Editorial

Abstract

Dear Colleague: Welcome to volume 21(3) of Intelligent Data Analysis (IDA) Journal.

This issue of the IDA journal, containing 14 articles, represents a combination of 9 regular articles as well as 5 papers from MCPR (Mexican Conference of Pattern Recognition) 2015. These articles cover a wide range of topics related to the theoretical and applied research in the field of Intelligent Data Analysis.
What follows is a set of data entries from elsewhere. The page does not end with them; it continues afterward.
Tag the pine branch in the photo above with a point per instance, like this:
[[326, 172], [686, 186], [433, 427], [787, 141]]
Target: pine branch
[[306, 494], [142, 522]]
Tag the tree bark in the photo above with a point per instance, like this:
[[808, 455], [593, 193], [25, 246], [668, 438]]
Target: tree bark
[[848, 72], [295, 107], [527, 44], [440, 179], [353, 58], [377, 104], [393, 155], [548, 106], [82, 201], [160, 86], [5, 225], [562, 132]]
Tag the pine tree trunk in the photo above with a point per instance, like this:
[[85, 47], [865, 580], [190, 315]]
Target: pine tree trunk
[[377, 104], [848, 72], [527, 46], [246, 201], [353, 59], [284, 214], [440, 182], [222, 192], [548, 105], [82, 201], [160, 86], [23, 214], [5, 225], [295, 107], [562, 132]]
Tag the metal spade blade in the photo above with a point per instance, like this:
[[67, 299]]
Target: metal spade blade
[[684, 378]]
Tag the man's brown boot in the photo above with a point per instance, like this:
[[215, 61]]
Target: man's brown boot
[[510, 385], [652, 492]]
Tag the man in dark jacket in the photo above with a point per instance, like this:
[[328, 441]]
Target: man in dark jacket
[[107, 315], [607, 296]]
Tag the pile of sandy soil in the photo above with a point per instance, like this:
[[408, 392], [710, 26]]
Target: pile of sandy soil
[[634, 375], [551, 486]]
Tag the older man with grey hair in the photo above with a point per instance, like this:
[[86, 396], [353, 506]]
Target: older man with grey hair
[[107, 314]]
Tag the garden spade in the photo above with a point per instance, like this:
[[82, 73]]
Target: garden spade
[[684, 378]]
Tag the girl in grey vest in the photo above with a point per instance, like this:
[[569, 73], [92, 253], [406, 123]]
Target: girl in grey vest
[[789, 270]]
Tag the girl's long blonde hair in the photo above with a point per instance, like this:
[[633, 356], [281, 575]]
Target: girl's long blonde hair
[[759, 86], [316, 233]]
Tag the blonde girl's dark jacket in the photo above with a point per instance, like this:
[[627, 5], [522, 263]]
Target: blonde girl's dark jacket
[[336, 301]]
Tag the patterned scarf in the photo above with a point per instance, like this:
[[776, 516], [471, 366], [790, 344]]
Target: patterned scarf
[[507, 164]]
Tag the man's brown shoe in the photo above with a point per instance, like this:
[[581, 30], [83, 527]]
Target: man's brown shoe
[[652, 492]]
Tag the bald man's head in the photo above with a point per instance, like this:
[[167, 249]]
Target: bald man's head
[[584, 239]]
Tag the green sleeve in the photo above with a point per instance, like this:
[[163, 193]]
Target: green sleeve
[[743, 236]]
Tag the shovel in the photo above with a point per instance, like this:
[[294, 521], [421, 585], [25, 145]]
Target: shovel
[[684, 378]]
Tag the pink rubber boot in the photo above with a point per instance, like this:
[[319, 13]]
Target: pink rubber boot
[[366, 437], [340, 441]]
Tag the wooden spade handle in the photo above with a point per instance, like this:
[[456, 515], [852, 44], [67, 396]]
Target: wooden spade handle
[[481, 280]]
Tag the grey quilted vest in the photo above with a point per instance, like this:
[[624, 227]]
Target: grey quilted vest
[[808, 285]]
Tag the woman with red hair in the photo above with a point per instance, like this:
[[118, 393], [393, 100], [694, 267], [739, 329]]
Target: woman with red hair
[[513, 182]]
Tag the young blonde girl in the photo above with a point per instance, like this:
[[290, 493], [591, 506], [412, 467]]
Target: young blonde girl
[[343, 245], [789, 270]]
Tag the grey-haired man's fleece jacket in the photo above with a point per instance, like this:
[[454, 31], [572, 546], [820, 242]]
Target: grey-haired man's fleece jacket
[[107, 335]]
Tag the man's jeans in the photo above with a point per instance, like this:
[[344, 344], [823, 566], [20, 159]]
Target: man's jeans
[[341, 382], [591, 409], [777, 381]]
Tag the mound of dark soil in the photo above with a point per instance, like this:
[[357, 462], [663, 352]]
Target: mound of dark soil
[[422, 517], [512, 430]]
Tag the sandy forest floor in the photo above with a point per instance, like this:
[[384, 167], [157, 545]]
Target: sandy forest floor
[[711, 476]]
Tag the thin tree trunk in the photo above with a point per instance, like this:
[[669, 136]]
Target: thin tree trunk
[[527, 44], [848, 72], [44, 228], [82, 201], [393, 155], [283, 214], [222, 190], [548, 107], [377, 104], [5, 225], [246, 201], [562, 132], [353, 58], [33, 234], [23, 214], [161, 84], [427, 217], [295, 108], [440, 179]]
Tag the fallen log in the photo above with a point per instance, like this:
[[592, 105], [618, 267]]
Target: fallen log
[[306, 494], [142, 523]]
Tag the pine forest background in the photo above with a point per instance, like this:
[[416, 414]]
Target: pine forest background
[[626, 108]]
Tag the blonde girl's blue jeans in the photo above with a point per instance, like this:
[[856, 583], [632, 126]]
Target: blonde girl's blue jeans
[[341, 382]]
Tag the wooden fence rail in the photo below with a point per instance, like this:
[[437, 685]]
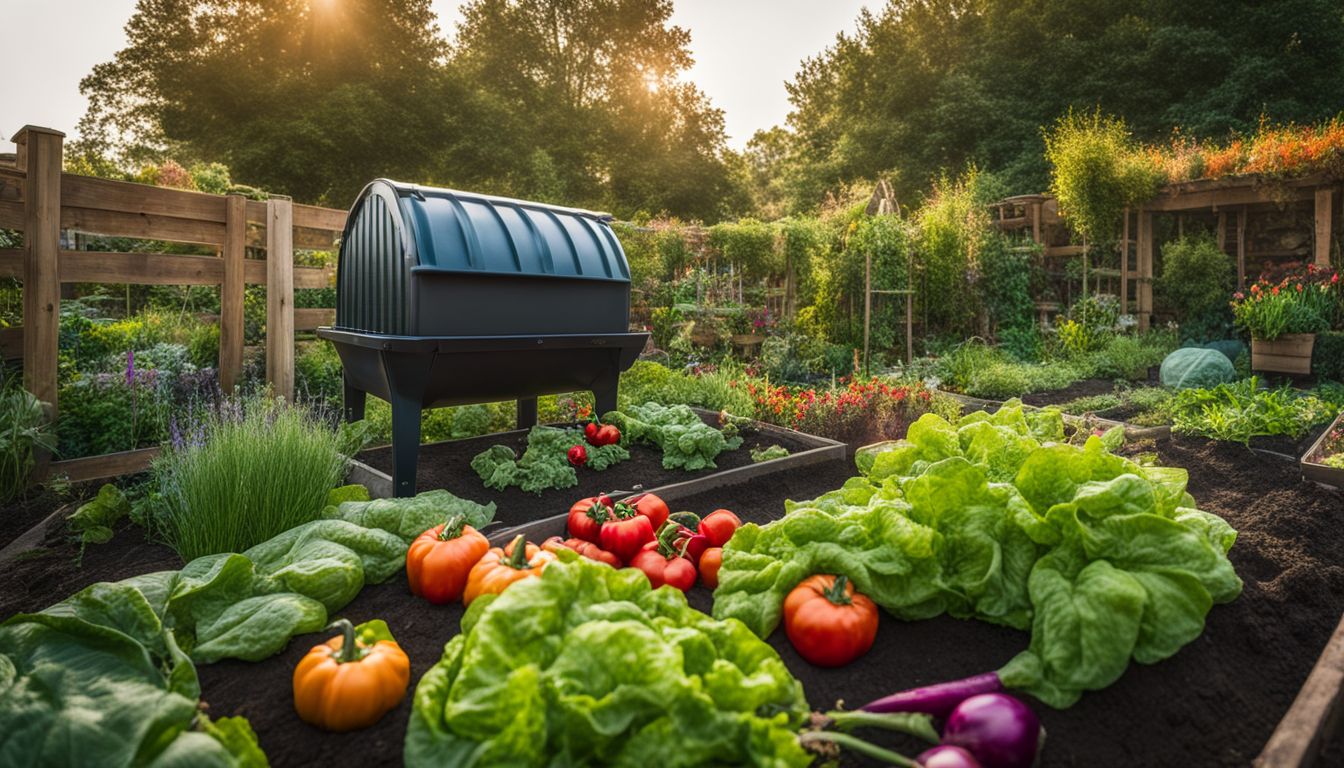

The first three articles of this issue are about various aspects of data preprocessing and classification. In the first article, Schclar et al. present an approach for the construction of ensemble classifiers based on dimensionality reduction in which ensemble members are trained based on dimension-reduced versions of the training set. The authors also present a multi-strategy ensemble which combines AdaBoost and Diffusion Maps. In their comparison that is made with the Bagging, AdaBoost, Rotation Forest ensemble classifiers, using a large number of benchmark datasets, the authors’ results show that their proposed algorithms were superior in many cases to other algorithms. Vinh and Anh in the second article of this issue argue that in time series classification the one nearest neighbor with Dynamic Time Warping measure in most cases outperforms more advanced classification algorithms. They further emphasize that instance reduction is one of the approaches to improve time and space efficiency of nearest neighbor classifier for time series data. The authors propose a two step approach for instance reduction in time series classification. The main idea behind this method is that if one can compress the two time series by the Minimum Description Length principle, one can combine them into one time series. The authors empirically compare their proposed method with methods, such as INSIGHT and Naïve Rank Reduction. Their experimental results show that this method can outperform INSIGHT and Naïve Rank Reduction in many datasets. Badjiadji et al. in the last article of this group argue that One-Class Classifiers (OCC) have been widely used to learn without counterexamples and their extension for multi-class implementation offers an open scheme which allows adding new classes. However, using OCCs for the multi-class implementation usually achieves less accuracy than the usual multi-class implementations. To overcome this problem, the authors propose combining different types of OCC for multi-class classification by means a new Dynamic Weighted Average (DWA) combination rule. Their experimental results conducted on several real-world datasets prove the effectiveness of their proposed approach where the DWA rule achieves the best results against fixed rules as well as the decision template.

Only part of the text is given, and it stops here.